It was the 8th time in 8 months when my eldest daughter again woke up with a high temperature and sore throat. She was pale and shivery and looked really unwell. The distinctive smell of infected tonsils was on her breath and looking at the back of her throat confirmed that her tonsils were enlarged, red and covered in pus and she again had tonsillitis.

This was the 2nd year when she had suffered from recurrent tonsillitis. She was now also having really restless sleep, due to snoring and pauses in her breathing, from her now chronically enlarged tonsils blocking her airway. She was always tired and seemed to be constantly ill.

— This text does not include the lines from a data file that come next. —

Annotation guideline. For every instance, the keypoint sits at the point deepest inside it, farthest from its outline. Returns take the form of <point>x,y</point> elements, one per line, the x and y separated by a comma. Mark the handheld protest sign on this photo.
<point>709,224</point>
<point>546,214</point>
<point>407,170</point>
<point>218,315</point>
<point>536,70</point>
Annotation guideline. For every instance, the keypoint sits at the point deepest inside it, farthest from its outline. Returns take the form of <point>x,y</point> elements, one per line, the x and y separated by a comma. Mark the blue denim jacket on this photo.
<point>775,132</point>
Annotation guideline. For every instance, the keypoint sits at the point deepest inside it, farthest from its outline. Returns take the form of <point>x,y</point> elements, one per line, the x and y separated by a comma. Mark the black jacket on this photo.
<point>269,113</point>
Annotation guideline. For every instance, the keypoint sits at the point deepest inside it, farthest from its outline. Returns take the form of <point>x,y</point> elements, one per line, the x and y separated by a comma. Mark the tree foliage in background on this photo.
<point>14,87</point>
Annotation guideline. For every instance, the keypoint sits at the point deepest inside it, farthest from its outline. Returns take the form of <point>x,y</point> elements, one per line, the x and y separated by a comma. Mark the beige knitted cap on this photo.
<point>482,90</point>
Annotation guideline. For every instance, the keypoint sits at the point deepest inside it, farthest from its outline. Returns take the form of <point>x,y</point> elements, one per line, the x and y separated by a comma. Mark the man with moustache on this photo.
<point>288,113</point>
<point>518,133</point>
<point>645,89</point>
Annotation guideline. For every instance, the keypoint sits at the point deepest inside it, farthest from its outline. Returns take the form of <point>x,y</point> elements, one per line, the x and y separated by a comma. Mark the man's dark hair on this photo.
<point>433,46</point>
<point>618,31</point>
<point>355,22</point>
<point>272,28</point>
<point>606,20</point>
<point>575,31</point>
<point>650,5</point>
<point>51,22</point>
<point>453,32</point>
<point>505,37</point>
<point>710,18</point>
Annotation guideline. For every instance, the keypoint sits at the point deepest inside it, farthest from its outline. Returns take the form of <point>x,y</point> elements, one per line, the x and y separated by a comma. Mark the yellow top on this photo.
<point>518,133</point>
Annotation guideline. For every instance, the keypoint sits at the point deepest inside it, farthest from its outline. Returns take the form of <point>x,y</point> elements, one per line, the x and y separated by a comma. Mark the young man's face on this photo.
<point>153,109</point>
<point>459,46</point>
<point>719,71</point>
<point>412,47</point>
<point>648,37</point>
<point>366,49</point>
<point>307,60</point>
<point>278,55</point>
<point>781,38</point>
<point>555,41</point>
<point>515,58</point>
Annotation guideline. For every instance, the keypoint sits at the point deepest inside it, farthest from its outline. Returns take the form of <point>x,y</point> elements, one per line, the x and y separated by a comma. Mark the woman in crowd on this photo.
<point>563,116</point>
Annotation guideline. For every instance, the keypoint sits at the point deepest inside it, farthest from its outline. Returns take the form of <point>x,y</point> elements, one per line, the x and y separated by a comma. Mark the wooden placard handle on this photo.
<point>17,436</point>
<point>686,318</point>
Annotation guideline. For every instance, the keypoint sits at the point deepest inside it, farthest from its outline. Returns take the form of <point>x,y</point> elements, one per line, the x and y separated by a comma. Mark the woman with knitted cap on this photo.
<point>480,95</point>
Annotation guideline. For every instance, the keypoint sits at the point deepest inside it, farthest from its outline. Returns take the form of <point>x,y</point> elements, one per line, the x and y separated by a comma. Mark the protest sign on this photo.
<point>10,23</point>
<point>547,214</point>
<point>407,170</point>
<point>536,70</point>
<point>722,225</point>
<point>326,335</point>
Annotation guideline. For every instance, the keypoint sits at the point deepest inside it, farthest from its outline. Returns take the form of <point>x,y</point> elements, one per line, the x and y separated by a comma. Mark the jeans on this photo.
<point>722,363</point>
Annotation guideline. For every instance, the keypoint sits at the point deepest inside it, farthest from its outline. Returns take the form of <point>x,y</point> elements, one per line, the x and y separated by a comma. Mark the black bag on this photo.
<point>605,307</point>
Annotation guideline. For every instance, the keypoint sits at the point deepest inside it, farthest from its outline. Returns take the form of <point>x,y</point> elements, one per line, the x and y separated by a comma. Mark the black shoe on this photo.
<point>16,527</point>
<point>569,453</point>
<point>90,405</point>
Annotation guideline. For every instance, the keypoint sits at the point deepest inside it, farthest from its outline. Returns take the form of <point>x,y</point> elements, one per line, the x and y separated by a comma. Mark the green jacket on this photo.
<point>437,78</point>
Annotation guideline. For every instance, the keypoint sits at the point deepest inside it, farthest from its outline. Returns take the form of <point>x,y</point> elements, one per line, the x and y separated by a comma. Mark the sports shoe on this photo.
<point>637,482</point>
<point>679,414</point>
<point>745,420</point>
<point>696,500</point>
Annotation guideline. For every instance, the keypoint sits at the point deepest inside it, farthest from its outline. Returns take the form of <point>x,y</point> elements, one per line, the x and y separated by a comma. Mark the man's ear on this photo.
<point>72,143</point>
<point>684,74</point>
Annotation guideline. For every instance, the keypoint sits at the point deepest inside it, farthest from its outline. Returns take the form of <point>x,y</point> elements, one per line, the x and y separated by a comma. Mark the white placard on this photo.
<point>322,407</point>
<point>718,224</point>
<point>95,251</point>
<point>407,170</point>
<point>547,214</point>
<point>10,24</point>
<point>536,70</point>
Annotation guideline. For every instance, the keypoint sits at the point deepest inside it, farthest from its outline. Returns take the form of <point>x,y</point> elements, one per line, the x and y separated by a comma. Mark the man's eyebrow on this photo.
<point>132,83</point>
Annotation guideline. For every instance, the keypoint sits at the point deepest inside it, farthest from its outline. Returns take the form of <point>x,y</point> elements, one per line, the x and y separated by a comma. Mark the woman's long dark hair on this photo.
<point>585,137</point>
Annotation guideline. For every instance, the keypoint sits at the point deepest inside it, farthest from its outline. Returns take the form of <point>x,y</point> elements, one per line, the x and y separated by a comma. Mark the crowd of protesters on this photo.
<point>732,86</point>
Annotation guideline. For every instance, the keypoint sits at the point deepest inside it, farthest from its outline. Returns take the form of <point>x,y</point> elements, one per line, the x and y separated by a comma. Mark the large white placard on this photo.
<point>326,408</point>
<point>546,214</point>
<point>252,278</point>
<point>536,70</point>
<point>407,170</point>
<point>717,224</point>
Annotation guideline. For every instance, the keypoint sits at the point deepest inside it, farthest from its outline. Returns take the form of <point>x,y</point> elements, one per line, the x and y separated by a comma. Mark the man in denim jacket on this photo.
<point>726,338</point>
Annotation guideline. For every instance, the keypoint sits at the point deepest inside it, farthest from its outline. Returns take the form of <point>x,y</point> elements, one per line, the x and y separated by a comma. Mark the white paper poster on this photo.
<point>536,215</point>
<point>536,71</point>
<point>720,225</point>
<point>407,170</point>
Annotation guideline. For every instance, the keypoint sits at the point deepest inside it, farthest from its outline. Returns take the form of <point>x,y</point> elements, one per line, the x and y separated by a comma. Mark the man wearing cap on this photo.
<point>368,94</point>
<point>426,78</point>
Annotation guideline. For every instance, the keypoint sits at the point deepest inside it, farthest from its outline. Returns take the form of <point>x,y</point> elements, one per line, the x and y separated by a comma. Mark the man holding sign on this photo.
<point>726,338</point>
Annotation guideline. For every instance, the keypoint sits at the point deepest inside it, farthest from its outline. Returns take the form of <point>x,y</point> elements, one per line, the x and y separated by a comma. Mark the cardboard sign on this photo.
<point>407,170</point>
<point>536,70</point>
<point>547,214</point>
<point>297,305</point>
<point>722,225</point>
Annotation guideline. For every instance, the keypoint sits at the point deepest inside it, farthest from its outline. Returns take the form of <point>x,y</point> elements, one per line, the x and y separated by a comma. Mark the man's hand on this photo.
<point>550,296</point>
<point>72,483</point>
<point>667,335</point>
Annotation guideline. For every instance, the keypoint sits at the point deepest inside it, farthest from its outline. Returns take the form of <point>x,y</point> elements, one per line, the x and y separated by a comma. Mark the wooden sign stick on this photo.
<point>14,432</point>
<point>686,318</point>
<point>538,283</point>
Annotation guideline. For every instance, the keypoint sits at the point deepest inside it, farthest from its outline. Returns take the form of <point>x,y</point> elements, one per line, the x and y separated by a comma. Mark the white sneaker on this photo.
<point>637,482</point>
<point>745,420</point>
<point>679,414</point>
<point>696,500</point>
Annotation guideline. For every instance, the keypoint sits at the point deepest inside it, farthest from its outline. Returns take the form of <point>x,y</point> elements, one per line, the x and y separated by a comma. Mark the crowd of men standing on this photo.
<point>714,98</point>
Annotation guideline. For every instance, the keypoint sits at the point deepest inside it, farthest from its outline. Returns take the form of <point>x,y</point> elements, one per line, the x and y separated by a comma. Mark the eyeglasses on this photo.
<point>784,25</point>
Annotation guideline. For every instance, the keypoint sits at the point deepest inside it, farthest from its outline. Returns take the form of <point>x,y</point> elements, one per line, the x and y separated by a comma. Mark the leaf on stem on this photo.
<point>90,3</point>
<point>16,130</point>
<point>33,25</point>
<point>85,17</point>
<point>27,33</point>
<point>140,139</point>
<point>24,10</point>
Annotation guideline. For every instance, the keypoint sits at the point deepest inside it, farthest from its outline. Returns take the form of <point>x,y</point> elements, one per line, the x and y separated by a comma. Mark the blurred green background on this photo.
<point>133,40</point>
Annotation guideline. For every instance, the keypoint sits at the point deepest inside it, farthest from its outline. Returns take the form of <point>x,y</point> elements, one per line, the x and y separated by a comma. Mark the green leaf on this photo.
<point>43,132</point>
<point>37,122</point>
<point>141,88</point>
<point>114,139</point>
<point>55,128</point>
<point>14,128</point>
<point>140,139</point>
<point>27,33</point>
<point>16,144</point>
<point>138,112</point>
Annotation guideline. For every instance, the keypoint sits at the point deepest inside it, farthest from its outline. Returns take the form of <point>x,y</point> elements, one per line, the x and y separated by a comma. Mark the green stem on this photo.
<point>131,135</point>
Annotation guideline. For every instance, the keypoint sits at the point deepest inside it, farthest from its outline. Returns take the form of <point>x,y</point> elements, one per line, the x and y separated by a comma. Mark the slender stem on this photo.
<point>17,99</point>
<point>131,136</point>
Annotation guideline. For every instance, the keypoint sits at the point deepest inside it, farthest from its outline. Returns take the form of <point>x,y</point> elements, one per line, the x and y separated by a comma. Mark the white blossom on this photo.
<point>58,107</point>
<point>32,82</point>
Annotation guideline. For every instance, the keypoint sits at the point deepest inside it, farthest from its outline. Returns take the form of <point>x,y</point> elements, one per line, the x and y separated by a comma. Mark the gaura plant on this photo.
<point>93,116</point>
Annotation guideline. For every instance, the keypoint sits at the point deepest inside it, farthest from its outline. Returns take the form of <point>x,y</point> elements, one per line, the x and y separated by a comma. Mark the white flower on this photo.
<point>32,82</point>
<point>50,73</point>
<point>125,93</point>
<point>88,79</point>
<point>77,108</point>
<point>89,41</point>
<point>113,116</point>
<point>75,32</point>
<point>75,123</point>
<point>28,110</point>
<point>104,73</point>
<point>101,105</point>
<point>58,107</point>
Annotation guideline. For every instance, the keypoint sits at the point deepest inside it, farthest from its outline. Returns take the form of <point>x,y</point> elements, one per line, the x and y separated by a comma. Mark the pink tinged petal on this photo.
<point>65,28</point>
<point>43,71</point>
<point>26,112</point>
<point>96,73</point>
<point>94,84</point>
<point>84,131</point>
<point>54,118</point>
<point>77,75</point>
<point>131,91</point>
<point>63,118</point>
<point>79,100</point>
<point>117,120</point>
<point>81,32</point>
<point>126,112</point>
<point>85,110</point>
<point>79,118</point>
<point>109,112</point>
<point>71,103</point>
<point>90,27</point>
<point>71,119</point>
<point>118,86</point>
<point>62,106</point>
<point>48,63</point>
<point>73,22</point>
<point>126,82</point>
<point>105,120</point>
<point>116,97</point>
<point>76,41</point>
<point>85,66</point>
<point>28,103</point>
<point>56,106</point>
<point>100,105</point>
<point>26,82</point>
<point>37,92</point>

A few weeks later she was admitted to hospital to have her tonsils removed and she has been a happier, healthier child ever since! She was eating a roast dinner within a couple of hours of coming back to the ward and then proceeded to eat a snack box including a bag of crisps. We went home that night and she went back to school 3 days later. More than 3 years on she has rarely been ill and now sleeps soundly!

Most cases of tonsillitis are caused by a virus and do not require antibiotics. Children should be given paracetamol and/or ibuprofen for pain or fever and encouraged to drink frequently to keep hydrated, they may prefer warm or cool drinks or even ice lollies to sooth their sore throat. See your GP if:

  • Your child has fever for 5 days or more

  • They are unable to swallow

  • They have breathing difficulties

  • They have severe throat pain

  • They are not drinking

  • You feel concerned about your child for any other reason (always trust your gut instinct)

It used to be common for children to have their tonsils out. There are now set criteria for referral for consideration of tonsillectomy for recurrent tonsillitis and these include:

  • Recurrent tonsillitis

  • More than 7 episodes per year for 1 year or

  • More than 5 episodes per year for 2 years or

  • More than 3 episodes a year for 3 years

  • Tonsillitis which causes febrile seizures or increased seizures in a child with epilepsy

  • Co-existing medical conditions such as sickle cell disease

  • Tonsillitis causing abscesses or requiring admission to hospital for IV antibiotics

We were worried about our daughter having her tonsils out, concerned about the risks of surgery, but it is amazing what a difference it has made for her health and wellbeing!